なのでJMeterの一番最初に設定した定数スループットタイマの
ターゲットスループット(サンプル数/分)
という項目に 120.0
を設定します。
JMeterでターゲットスループットを設定していれば、DLTのConcurrencyを増やしたとしても全体のスループットには影響しませんでした。仮想ユーザーを増やしても合計のスループットを守ってくれるので、アクセスが多くなってしまうことがありませんでした。
JMeter側でやらない負荷設定について
DLTでも設定できるし、JMeterでも設定できる項目があり、どちらに設定したらよいのか迷った設定がありました。
JMeterはスレッドグループごとに、 スレッド数
RampUp
ループ回数
を設定できます。ただ今回は、DLTでもこれをコントロールできるので、タスク数を増やした時でも事前に負荷を計算しやすいように、全てDLTでやることにして、JMeterではこれらの値を全て1にしました。
DLTでコントロールする場合は、それぞれ以下を設定する感じです。
スレッド数=Concurrency
Ramp-Up=RAMP UP
ループ回数=Fold For(DLTは回数ではなく時間で指定する)
結果レポートについて
DLTでの負荷試験が終了するとすぐに、レポートが表示されます。このレポートはweb上でログインすればいつでもみられるので、共有が簡単でいいです。項目も必要十分でした。以下の画像には出ていませんが、JMeterのシナリオでHTTPリクエストにわかりやすい名前( 一覧表示
、 詳細表示
)などをつけておけば、各HTTPリクエスト毎の負荷を見られました。
その他JMeterでできること
JMeterでは、ブラウザのプロキシとしてJMeterを通すことでユーザーが行ったブラウザ操作を記録してくれる機能などもあります。ある程度決まりきったシナリオを何度も流すような場合は、便利な機能だと思います。

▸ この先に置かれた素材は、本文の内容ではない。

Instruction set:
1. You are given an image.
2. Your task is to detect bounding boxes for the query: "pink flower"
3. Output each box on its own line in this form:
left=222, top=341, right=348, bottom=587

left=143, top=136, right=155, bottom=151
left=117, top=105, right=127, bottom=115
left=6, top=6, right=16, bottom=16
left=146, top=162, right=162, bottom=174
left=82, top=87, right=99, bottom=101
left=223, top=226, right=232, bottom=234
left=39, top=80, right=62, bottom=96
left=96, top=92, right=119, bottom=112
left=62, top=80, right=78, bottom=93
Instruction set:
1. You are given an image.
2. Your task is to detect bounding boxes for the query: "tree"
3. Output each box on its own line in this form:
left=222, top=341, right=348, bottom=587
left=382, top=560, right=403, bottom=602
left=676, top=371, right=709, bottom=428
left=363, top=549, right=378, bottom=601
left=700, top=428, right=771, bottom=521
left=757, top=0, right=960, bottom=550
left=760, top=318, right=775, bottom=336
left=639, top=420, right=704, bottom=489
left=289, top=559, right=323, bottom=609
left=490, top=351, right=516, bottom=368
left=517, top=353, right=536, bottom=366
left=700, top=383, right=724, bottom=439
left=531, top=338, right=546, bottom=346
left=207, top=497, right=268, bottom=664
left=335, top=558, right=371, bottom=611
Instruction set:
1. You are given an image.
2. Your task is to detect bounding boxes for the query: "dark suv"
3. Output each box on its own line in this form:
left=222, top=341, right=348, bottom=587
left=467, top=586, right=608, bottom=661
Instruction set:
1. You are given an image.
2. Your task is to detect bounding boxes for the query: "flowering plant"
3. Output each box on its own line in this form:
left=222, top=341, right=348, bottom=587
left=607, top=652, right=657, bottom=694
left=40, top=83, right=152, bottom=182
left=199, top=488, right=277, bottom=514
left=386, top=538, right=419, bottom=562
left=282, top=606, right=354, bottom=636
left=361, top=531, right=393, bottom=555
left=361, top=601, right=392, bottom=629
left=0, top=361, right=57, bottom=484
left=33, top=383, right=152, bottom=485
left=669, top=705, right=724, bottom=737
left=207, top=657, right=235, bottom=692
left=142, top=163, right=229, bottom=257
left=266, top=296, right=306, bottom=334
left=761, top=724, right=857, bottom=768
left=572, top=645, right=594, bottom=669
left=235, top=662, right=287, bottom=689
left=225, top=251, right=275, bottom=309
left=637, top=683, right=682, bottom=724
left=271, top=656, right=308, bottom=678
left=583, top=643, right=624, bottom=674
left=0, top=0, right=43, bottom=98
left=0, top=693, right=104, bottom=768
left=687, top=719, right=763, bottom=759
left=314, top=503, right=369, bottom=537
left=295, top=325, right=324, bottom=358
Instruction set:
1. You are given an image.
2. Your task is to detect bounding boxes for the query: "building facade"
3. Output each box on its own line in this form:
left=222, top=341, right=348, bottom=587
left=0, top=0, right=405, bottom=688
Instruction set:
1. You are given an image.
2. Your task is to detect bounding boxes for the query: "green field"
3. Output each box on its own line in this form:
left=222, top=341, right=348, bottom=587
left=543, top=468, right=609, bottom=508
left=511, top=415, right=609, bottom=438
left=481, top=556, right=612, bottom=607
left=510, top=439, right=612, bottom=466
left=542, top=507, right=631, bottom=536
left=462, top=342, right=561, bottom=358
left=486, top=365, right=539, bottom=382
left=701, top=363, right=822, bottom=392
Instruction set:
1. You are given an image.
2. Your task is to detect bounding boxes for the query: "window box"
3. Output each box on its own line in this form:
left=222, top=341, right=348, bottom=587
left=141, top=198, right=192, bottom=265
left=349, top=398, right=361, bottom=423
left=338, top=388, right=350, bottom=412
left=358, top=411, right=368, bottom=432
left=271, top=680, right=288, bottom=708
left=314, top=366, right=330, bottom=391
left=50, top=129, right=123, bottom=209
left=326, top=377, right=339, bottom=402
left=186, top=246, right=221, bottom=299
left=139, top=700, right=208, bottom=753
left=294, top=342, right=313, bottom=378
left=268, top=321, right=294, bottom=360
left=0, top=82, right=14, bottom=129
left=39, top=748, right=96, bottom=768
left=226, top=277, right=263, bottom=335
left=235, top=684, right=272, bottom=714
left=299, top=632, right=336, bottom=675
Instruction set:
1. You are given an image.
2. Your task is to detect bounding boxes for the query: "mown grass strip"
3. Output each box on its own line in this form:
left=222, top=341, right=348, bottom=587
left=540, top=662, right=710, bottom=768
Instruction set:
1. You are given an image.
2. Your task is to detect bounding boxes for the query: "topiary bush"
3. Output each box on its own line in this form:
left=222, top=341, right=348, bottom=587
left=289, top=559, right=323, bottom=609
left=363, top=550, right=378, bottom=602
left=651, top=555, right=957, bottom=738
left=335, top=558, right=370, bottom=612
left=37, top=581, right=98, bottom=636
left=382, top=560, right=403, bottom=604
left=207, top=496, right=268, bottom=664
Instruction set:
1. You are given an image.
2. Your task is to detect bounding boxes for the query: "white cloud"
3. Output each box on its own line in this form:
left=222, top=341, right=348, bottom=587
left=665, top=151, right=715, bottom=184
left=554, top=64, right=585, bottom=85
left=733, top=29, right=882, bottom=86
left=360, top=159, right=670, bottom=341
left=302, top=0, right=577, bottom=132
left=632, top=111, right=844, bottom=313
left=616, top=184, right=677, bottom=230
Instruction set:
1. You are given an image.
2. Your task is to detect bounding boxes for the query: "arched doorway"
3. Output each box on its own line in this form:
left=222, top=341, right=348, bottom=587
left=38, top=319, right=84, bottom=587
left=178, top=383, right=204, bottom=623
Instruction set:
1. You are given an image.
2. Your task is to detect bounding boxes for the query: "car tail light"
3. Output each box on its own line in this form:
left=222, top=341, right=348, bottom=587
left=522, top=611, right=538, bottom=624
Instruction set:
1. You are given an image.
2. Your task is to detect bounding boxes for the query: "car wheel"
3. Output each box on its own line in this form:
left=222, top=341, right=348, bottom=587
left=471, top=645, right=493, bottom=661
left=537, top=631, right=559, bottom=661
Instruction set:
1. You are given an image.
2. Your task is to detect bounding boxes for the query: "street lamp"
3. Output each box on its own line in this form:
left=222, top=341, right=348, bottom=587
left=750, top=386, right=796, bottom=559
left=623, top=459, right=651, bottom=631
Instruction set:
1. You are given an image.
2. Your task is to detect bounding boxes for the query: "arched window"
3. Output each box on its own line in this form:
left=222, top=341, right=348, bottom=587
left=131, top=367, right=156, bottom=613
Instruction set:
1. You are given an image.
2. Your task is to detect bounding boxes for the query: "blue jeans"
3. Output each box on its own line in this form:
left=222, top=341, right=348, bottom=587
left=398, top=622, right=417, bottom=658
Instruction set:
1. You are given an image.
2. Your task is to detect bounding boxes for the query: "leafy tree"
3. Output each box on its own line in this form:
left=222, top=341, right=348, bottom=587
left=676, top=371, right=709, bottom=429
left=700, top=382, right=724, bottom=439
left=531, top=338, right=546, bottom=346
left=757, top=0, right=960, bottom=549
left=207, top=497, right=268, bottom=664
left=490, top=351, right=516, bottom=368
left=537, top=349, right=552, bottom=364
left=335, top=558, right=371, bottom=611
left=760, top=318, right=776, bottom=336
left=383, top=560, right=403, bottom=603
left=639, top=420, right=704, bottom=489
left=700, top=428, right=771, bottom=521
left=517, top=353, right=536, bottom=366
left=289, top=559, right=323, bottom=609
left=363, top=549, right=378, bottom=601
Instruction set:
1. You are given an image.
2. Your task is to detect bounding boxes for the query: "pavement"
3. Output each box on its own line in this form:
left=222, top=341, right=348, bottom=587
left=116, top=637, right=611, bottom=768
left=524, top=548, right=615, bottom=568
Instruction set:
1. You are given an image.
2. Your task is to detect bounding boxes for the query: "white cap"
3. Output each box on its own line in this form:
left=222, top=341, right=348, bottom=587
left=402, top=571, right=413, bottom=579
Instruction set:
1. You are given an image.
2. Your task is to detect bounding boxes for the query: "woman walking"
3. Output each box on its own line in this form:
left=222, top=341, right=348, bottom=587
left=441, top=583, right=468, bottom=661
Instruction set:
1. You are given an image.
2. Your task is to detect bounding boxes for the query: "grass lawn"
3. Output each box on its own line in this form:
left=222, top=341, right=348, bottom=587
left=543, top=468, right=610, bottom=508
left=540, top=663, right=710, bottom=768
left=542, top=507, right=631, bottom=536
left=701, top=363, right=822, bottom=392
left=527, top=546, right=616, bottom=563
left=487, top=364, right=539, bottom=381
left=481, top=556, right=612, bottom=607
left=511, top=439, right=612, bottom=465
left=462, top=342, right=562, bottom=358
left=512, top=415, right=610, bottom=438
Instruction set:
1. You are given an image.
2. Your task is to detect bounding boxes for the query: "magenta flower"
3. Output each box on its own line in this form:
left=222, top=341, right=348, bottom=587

他には、数万件のページのリストをCSVで持たせておき、均等にアクセスさせるといったこともできました。
精密なスループット設定などもあったり、かなり細かな要件にも対応できるようです。
まとめ
DLTは簡単で気に入っているのですが、JMeterはドキュメントがとても読み辛くて覚えるのに苦労しました。
慣れてしまえば、なんでも出来て面白いです。残った課題としては、リクエストした結果から値を取り出して、次のリクエストで使うシナリオを実施してみた時に気づいたのですが、負荷が高いと当然レスポンスを返せない場合があるので、後続のリクエストが全てエラーになってしまうという問題があり、負荷以外でのエラーが多く出てしまいました。
レスポンスによって内容を変えていく場合は、エラーハンドリングまで考えないといけないなと思いました。
おおむねやりたいことは、カバー出来そうだという感想でして、今後も使っていきたいと思っています。